Rep. Ahn was the only ruling party legislator who stayed until the end. Later, Reps. Kim Yea-ji and Kim Sang-wook returned to vote.
The situation changed dramatically ahead of the second vote. After President Yoon delivered a public address on Thursday emphasizing the legitimacy of declaring martial law, Han switched to a pro-impeachment stance, and pro-Han lawmakers began expressing their support for impeachment. Voters’ criticism of the PPP also affected their switches of stance.
Rep. Han, a rehabilitation medicine specialist, expressed her support for impeachment on social media.
“The president’s future is not his own choice, but the people’s choice, and our party must follow the people’s choice,” Han said. “I will participate in the vote this Saturday (Dec. 14) to correct it.” Han was absent from the first impeachment vote.

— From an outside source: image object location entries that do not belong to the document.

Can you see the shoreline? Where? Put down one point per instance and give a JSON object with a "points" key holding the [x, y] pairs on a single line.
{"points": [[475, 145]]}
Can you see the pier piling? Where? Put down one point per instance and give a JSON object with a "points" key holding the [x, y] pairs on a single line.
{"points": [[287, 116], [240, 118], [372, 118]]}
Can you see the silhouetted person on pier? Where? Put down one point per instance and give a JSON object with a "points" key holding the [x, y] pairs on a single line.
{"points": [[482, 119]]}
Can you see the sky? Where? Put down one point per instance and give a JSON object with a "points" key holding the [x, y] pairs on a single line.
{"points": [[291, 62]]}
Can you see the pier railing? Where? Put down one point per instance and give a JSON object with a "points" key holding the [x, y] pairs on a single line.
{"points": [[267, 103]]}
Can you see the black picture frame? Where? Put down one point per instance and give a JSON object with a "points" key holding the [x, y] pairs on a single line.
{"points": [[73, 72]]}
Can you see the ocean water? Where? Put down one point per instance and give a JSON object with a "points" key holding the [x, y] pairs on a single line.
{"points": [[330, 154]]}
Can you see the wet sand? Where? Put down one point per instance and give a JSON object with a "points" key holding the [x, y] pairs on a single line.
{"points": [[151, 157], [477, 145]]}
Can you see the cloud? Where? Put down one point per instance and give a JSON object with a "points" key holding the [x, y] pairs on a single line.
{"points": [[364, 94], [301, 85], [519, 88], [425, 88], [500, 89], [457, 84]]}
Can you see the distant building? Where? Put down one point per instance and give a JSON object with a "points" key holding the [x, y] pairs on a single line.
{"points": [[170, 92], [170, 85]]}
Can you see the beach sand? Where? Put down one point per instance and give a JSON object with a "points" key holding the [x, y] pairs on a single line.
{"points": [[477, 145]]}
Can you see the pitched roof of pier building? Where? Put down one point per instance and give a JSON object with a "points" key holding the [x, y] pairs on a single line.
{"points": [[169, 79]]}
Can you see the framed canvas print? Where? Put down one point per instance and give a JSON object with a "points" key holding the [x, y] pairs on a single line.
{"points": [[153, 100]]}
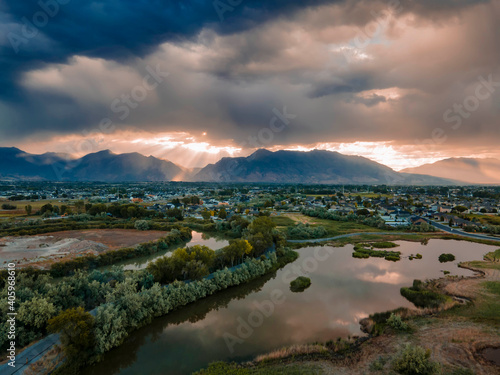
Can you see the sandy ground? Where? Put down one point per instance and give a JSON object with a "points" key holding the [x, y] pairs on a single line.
{"points": [[41, 250]]}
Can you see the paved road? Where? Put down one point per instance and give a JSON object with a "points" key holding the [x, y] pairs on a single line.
{"points": [[31, 354], [447, 229]]}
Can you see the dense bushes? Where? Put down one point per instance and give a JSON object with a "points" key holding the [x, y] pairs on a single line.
{"points": [[421, 297], [127, 310], [234, 226], [397, 323], [176, 236], [361, 252], [384, 245], [305, 232], [38, 299], [192, 263], [414, 360], [300, 284]]}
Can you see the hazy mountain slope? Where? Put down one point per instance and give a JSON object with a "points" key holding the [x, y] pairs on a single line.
{"points": [[316, 166], [474, 171], [100, 166]]}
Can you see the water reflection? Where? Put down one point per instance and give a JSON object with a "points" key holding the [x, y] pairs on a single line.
{"points": [[343, 291]]}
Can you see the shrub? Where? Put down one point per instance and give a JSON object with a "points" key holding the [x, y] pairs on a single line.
{"points": [[300, 284], [76, 328], [384, 245], [397, 323], [421, 297], [443, 258], [414, 360], [142, 225]]}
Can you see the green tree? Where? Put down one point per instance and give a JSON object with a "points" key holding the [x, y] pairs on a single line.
{"points": [[79, 206], [36, 312], [76, 329], [222, 214], [142, 225], [206, 214]]}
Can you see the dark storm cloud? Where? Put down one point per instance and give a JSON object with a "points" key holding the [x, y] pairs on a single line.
{"points": [[227, 77], [114, 29]]}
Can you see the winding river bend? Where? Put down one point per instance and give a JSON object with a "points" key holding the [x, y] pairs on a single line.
{"points": [[343, 291]]}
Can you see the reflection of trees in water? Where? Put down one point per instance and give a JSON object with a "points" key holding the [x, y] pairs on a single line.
{"points": [[126, 355]]}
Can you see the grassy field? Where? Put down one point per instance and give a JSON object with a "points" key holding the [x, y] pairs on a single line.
{"points": [[485, 219], [334, 228], [262, 369], [36, 205]]}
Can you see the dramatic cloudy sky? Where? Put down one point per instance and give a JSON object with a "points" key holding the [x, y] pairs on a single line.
{"points": [[402, 82]]}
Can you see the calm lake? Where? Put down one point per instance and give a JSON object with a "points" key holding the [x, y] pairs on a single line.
{"points": [[343, 291]]}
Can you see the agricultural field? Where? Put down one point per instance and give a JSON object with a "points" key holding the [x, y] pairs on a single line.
{"points": [[36, 205], [334, 228]]}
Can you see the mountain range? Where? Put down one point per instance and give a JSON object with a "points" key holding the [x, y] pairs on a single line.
{"points": [[473, 171], [100, 166], [313, 167]]}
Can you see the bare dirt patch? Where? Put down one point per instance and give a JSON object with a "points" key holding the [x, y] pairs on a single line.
{"points": [[40, 251]]}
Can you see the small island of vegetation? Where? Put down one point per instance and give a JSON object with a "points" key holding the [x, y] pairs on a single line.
{"points": [[443, 258], [300, 284]]}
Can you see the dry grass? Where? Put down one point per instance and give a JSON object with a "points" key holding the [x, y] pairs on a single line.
{"points": [[291, 351]]}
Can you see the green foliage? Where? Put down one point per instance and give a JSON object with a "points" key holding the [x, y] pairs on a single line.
{"points": [[414, 360], [443, 258], [304, 232], [222, 214], [300, 284], [493, 256], [36, 312], [378, 364], [384, 245], [397, 323], [361, 252], [142, 225], [421, 297], [76, 329]]}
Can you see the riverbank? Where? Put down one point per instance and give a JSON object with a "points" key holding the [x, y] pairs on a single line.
{"points": [[455, 338]]}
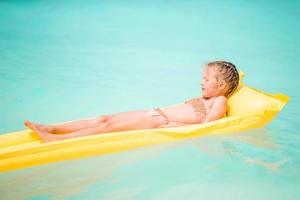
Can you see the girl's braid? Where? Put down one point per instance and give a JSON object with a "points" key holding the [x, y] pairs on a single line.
{"points": [[229, 73]]}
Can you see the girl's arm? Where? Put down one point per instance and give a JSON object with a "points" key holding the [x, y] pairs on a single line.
{"points": [[218, 109]]}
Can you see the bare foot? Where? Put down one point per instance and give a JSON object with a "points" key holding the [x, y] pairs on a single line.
{"points": [[47, 137], [45, 128]]}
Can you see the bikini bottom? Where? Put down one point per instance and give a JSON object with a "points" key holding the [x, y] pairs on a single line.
{"points": [[159, 112]]}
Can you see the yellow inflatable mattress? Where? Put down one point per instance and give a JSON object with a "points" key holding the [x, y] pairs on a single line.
{"points": [[247, 108]]}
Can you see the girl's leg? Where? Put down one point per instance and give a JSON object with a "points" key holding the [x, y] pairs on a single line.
{"points": [[68, 127], [72, 126], [139, 121]]}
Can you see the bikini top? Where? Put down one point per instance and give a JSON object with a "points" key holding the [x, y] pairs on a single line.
{"points": [[198, 106]]}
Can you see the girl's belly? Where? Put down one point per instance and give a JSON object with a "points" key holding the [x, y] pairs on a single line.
{"points": [[182, 113]]}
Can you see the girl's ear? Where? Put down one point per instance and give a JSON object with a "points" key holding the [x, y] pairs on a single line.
{"points": [[222, 84]]}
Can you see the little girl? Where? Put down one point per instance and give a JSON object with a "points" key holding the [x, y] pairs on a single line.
{"points": [[220, 79]]}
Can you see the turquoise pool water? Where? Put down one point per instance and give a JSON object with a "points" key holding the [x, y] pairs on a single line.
{"points": [[66, 60]]}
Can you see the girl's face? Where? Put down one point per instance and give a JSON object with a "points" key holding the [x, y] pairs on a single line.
{"points": [[210, 86]]}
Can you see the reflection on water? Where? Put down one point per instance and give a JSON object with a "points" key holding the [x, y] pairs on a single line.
{"points": [[62, 180]]}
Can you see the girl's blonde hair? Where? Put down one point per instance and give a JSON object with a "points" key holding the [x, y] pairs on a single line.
{"points": [[228, 73]]}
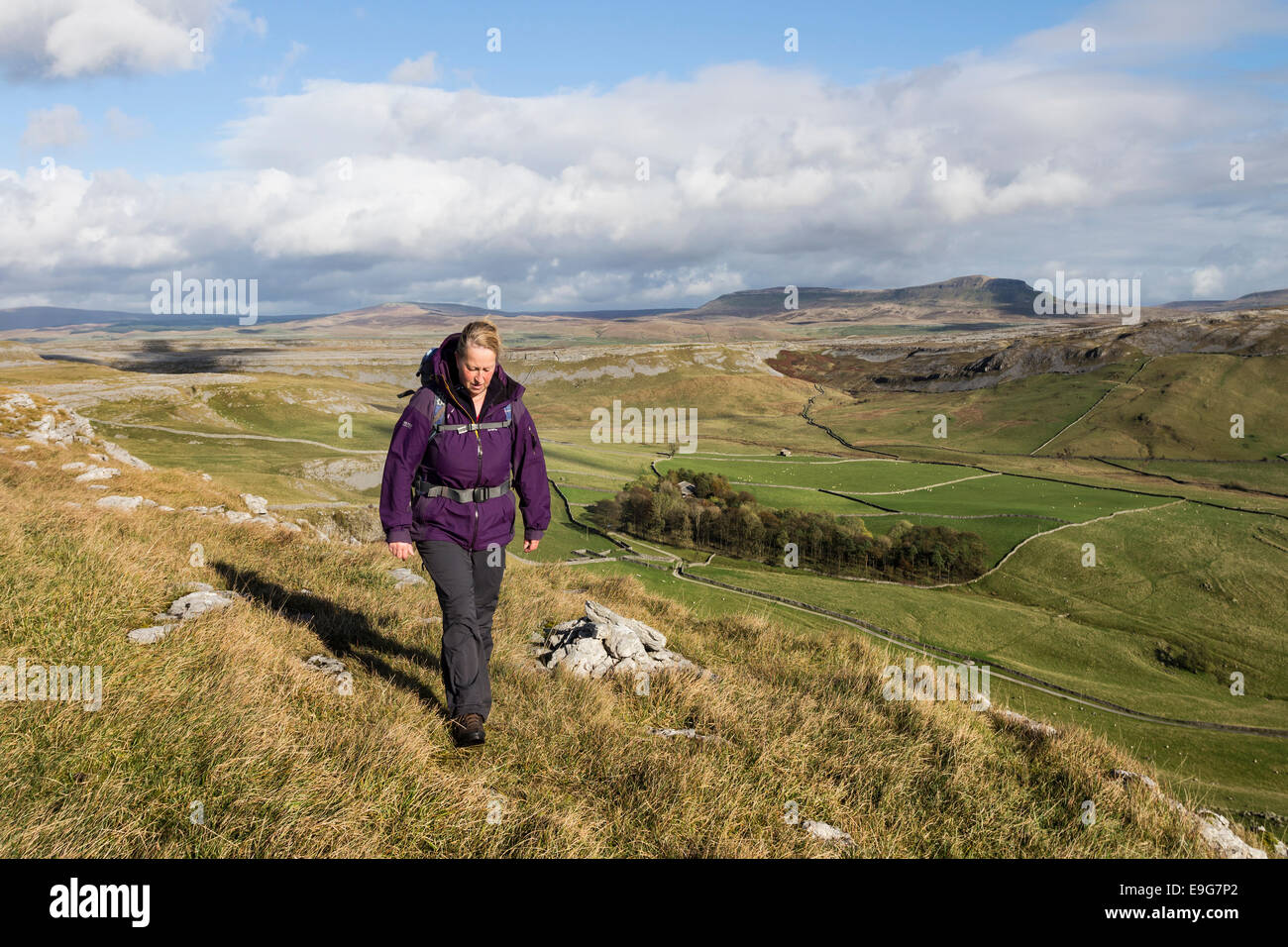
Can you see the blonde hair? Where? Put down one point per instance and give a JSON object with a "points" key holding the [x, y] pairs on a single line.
{"points": [[481, 334]]}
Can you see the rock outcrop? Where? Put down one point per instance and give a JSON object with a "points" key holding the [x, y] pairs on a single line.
{"points": [[603, 642]]}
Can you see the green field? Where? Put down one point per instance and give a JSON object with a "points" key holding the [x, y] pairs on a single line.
{"points": [[1173, 575]]}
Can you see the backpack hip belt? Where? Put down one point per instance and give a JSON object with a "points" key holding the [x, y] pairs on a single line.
{"points": [[468, 495]]}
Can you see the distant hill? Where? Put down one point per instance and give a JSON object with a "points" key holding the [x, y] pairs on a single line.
{"points": [[1014, 296], [1267, 299], [62, 317]]}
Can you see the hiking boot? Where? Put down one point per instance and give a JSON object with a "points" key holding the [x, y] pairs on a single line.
{"points": [[468, 729]]}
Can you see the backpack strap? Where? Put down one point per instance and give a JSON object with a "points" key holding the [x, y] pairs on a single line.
{"points": [[437, 418], [460, 428]]}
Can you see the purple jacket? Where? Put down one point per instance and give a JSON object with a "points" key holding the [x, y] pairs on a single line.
{"points": [[464, 459]]}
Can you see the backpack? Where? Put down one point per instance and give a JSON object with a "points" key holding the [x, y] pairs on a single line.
{"points": [[423, 372]]}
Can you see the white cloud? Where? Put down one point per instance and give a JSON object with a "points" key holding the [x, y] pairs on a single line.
{"points": [[420, 71], [1207, 282], [344, 193], [54, 128], [63, 39], [288, 59]]}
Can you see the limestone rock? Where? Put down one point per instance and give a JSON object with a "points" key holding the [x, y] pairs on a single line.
{"points": [[822, 830], [603, 642], [200, 602], [342, 678], [256, 504], [98, 474], [120, 502], [404, 578], [151, 635], [1212, 827]]}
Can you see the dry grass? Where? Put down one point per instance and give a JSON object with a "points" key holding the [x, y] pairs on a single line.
{"points": [[222, 711]]}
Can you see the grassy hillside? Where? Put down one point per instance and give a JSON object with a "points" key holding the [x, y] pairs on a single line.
{"points": [[223, 712]]}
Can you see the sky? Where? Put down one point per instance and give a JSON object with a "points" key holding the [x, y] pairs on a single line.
{"points": [[589, 157]]}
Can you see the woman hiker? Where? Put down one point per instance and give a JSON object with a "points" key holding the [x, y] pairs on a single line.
{"points": [[447, 487]]}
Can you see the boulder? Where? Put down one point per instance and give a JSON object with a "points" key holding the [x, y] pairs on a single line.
{"points": [[822, 830], [120, 502], [603, 642], [200, 602], [98, 474], [256, 504], [403, 578]]}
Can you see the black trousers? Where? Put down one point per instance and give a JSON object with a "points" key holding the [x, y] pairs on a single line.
{"points": [[468, 589]]}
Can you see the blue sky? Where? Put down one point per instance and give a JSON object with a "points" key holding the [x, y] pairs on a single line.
{"points": [[767, 166]]}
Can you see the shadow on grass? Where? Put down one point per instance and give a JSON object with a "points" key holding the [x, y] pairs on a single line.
{"points": [[340, 629]]}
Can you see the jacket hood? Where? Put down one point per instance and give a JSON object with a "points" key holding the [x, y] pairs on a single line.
{"points": [[443, 365]]}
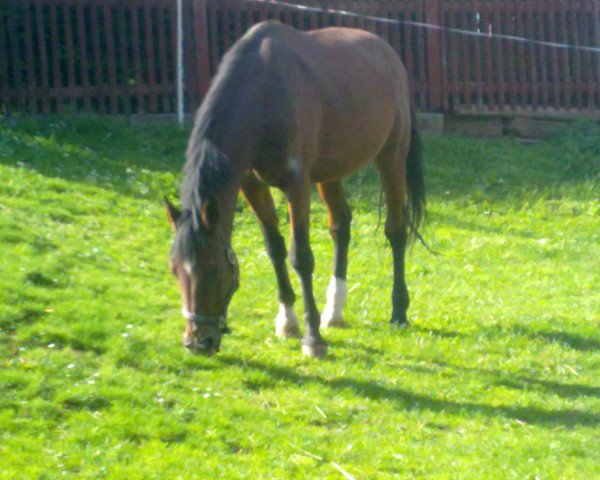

Rep. Ihn, a family medicine doctor, and Rep. Suh, a radiologist, have not expressed their positions. Rep. Ihn is a pro-Yoon lawmaker and a member of the Supreme Committee of the PPP.
“The president's feelings were not understood more than they were understood, but I want us to remember that the opposition has been despicably pushing the president and his family with special prosecutors and impeachment,” Ihn said at the Supreme Committee meeting on Thursday last week. This was the first meeting of the PPP since Yoon declared emergency martial law at 10:23 p.m. on Dec. 3 and lifted it at 1:01 a.m. the following day at the National Assembly.
A lot has been buried because of his extreme behavior. Still, we shouldn't forget that the president has met with more than 200 heads of state and worked like a corporate salesman, Rep. Ihn added.
The medical community appealed to the physician-turned-PPP lawmakers to vote in favor of the second impeachment motion. The Medical Professors Association of Korea (MPAK)’s Emergency Committee stated on Thursday.
“We hope that the bill to impeach Yoon Suk Yeol, the dictator who plotted the insurgency, will be passed this Saturday,” it said, urging Reps. Suh, Ihn, and Han, who missed the first impeachment vote, participated in the impeachment vote by all means and supported the impeachment of Yoon, who “spearheaded the insurgency and threatened to execute doctors and medical personnel.”
On Friday, seven PPP lawmakers expressed their positions in favor of impeachment. In addition to Ahn and Han, Reps. Kim Yea-ji, Kim Sang-wook, Cho Kyoung-tae, Kim Jae-seob, and Jin Jong-oh have said they will vote in favor of impeachment.
For an impeachment motion to pass the National Assembly, 200 or more lawmakers must vote in favor. In addition to 192 opposition lawmakers, at least eight lawmakers from the ruling party must vote to pass it.
Meanwhile, the Rebuilding Korea Party said it will not reduce the number of votes in favor of the impeachment bill in the plenary session on Saturday, saying that Paik Sun-hee, a professor at Seoul Theological Seminary, will succeed Rep. Cho Kuk as a proportional representative. Cho was sentenced to two years in prison by the Supreme Court on Friday for allegedly cheating on his children's entrance exams and ignoring the presidential office’s inspections.